Pengacara menjadi salah satu aspek penting untuk menembus industri film Hollywood. Pengacara berperan sebagai orang yang melakukan negosiasi bisnis.
Cerita lokal Indonesia, seperti dongeng dan cerita rakyat, dinilai berpotensi diangkat menjadi film Hollywood. Suyanto berpendapat, cerita lokal belum lengkap. Bagian akhirnya dinilai belum tuntas atau ”menggantung”.
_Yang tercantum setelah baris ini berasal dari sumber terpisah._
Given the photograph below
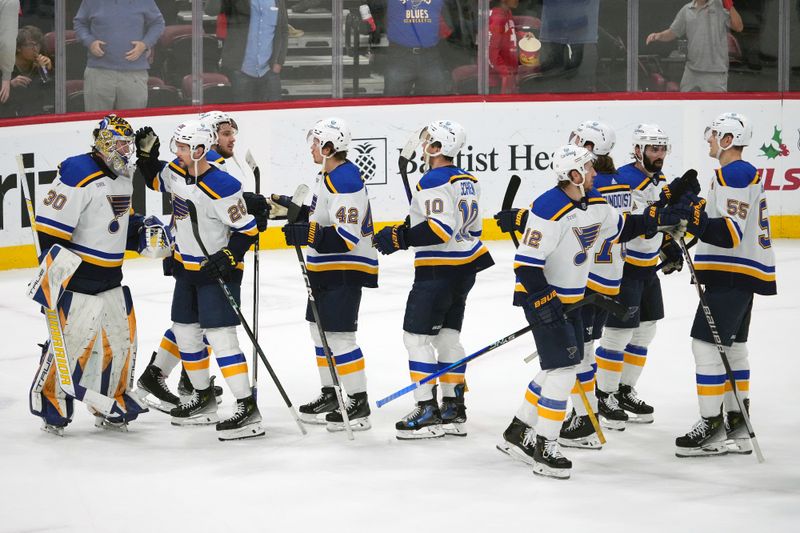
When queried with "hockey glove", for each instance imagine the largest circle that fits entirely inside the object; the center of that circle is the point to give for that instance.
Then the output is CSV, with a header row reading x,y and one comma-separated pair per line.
x,y
547,308
661,219
257,206
147,143
303,234
390,239
671,194
219,264
512,220
670,255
”Dalam sebuah cerita, ada perjalanan yang menjelaskan soal ’aku’, ’keluargaku’, ’masyarakatku’, dan ’rahmat bagi seluruh alam’. Cerita-cerita di Indonesia biasanya masih ada di pola ’aku’ dan ’keluargaku’. Jadi, saya hanya perlu tambahkan 2-3 scene untuk membuat film dengan pola Hollywood,” kata Suyanto.
Ia dan Amikom Yogyakarta kini menggarap tujuh video pendek untuk dibawa ke Hollywood. Video itu menceritakan film Ajisaka, Akira, Golden Snail, Crimson Light, Prince of the Sea, Amir Hamzah, dan sebagainya. Pengerjaannya melibatkan dosen, mahasiswa, dan alumni Universitas Amikom Yogyakarta, serta pihak profesional.
Di sisi lain, tahun ini dinilai sebagai pukulan bagi industri film Nusantara. Pandemi Covid-19 memaksa dunia film Indonesia yang sedang jaya di tahun 2019 mandek. Kini sineas berpikir cara bangkit setelah pandemi usai.
Ketua Bidang Advokasi Kebijakan Badan Perfilman Indonesia (BPI) Alex Sihar mengatakan, pandemi mengubah logika bekerja dan berkarya yang selama ini terbangun. Kebudayaan dan bentuk perfilman baru mungkin terbentuk setelah pandemi (Kompas, 31/3/2020).
”Setelah pandemi Covid-19 mereda, bayangan kami apakah bisa kembali normal seperti sebelumnya? Pola konsumsi film berubah tidak? Kami rasa (kita) perlu bersiap memikirkan metode produksi baru, baik padat modal maupun pekerja, sehingga film tetap bisa dinikmati secara daring,” ucap Alex.